Member of the Standing Committee of the 8th National People's Congress

Personal details
- Born: August 1927 Hangzhou, Zhejiang, China
- Died: February 14, 2014 (aged 86)
- Occupation: Politician

= Xiang Chunyi =

Chinese politician

Xiang Chunyi (项淳一; August 1927 – February 14, 2014) was a Chinese politician and legislative official. He served as a member of the Standing Committee of the 8th National People's Congress (NPC) and as former deputy director of the Legislative Affairs Commission of the NPC Standing Committee. He also served as secretary to Peng Zhen, former Chairman of the NPC Standing Committee.

==Biography==

Xiang was born in August 1927 in Hangzhou, Zhejiang. He joined the Chinese Communist Party in June 1945 and began his revolutionary career the same year. During his studies at the affiliated middle school of the University of Shanghai, at the university itself, and later at Yenching University in Beijing, he was active in underground Party work, serving successively as head of a Party cell, member of a Party branch committee, Party branch secretary, and general branch secretary.

After the founding of the People's Republic of China in 1949, Xiang held various positions within the Beijing municipal government, including cadre and deputy director in the Publicity Department of the Beijing Municipal Committee's Academic Affairs Commission. He later served as secretary in the office of Peng Zhen and held leadership posts in the Research Office of the Beijing Municipal Committee, including head of the rural affairs group and the culture and education group, and deputy director of the Research Office.

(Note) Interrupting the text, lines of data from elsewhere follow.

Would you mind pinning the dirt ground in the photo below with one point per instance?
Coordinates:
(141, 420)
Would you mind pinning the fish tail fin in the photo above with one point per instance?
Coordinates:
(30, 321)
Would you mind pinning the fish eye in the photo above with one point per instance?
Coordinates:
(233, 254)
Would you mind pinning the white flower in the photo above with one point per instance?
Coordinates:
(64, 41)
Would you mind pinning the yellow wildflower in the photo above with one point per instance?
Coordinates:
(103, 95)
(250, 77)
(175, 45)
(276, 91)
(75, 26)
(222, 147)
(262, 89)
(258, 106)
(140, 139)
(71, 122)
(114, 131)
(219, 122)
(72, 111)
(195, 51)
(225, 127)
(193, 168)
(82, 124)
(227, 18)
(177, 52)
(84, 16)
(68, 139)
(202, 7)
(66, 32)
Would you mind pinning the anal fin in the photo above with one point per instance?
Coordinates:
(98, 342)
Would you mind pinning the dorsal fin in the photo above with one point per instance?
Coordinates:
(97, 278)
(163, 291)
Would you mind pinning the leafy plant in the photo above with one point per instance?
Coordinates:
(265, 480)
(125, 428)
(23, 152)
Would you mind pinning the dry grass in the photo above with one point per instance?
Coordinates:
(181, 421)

During the Cultural Revolution, Xiang was persecuted and removed from his posts. He resumed work in 1973 and subsequently served as deputy director and deputy Party secretary of the Beijing Municipal Price Bureau.

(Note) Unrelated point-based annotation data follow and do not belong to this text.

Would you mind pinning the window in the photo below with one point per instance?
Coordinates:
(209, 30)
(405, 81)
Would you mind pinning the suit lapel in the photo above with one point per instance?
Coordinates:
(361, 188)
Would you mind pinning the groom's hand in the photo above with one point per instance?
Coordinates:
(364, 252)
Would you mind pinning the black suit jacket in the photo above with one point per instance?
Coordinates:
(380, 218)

Beginning in 1979, Xiang transferred to national legislative work. He served as deputy secretary-general and later deputy director of the Legislative Affairs Commission of the NPC Standing Committee, as well as deputy director of the NPC Legal Committee during the sixth, seventh, and eighth National People's Congresses. He was elected a member of the Standing Committee of the 8th National People's Congress.

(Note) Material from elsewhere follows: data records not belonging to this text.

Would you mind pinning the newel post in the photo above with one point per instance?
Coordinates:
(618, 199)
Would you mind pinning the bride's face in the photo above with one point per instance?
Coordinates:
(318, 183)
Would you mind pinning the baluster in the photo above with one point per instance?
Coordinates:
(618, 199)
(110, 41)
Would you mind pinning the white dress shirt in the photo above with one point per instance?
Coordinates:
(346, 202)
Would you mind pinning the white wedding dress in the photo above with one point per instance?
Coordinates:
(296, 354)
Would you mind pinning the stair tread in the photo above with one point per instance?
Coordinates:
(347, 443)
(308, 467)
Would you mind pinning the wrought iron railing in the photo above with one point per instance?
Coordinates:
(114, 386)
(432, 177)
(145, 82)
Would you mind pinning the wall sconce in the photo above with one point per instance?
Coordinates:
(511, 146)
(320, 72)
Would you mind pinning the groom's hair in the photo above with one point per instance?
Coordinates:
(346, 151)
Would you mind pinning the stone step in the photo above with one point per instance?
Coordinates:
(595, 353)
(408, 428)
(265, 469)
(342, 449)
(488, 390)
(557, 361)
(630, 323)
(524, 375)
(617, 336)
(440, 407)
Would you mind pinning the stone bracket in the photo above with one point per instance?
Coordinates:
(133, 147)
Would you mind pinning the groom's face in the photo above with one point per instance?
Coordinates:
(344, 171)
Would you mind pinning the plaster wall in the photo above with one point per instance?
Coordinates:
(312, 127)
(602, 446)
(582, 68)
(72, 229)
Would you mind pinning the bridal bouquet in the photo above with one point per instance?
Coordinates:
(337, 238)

Xiang also played a significant role in the drafting of the Basic Law of Hong Kong and the Basic Law of Macau. He was a member of both drafting committees and preparatory committees, and later served as director of the Hong Kong Basic Law Committee under the NPC Standing Committee. He retired from public office in December 2003. Xiang Chunyi died of illness in Beijing on February 14, 2014, at the age of 87.